Image by 20th Century Fox

Gone Girl: A Review

By Sam Ozer-Staton /// Staff Writer


It would seem intuitive to start this review with a warning: “spoiler alert,” before delving into Gone Girl, celebrated director David Fincher’s twisted mystery/thriller and box office smash-hit. That would be a misnomer. In fact, it is hard to say anything specific about the plot of Gone Girl, a film that embraces ambiguity in all its forms. That is because, as much as it seems like it at the outset, plot is far from Fincher’s chief concern.

Gone Girl eschews conventional notions of plot and genre, starting as an ostensibly straightforward whodunit mystery, morphing into a fast-paced crime thriller and concluding as what can best be described as a satire of all the above genres and themes.

Gone Girl benefits from great performances from Ben Affleck and Rosamund Pike. Ultimately, though, Gone Girl is not so much a formulaic thriller as it is an exercise in audience-bating and mindfuckery. Despite the familiar theme of marriage, the film is not meant to comfortably resonate with audiences, rather provoke thought and spark the question “how much am I like them, really?”

Fincher is known for his visually technical brilliance and rapidly changing plot. Set to Trent Reznor’s dark score, the entire film felt shrouded in familiar Fincher eeriness. Fincher wants us all to think about the façades we put up, about how we misrepresent ourselves even to our loved ones.

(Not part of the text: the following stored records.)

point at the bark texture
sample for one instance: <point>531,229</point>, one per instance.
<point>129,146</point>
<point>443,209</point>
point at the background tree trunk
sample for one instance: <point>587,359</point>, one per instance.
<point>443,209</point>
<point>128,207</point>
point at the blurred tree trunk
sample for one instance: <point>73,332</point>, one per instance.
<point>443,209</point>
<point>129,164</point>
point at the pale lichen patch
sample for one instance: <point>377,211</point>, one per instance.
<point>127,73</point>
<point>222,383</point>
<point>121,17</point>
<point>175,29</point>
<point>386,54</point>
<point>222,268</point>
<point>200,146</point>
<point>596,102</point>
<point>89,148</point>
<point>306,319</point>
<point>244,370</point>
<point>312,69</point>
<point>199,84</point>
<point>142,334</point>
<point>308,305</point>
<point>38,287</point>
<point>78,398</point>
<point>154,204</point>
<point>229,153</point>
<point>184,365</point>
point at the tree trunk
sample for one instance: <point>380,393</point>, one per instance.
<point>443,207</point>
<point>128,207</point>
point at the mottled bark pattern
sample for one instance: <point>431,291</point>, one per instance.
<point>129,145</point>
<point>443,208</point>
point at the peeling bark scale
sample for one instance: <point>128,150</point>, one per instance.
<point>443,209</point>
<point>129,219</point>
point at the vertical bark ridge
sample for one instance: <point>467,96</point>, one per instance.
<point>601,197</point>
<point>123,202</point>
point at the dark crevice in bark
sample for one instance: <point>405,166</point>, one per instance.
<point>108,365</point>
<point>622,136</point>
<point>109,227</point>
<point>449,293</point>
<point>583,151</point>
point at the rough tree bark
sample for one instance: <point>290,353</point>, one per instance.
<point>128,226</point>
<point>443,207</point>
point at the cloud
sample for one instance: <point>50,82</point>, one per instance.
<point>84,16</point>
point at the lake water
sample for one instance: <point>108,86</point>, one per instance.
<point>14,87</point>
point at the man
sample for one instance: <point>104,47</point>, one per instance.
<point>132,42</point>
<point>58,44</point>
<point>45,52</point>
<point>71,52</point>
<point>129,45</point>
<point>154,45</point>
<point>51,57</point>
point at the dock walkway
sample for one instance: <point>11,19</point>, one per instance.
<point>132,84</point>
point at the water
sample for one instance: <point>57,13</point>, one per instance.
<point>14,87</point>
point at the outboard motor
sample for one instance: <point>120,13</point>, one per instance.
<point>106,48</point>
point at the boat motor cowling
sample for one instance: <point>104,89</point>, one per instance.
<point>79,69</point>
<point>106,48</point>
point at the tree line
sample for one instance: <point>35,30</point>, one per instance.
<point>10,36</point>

As Nick and Amy reunite at the end of the film, it feels like a perverted Mr. and Mrs. Smith moment: energy infused in a dying relationship because of a new, genuine understanding of both partner’s realities. Rigid emotional and moral rules don’t govern relationships, the inexplicable and intangible do.

At the end of the film, despite being technically trapped in his marriage, Affleck’s Nick feels neither fully imprisoned nor free, and as Amy reminds him darkly, such is the nature of marriage.

Fincher invites us all to reexamine our own goodness by stressing the evil in the repression of true nature.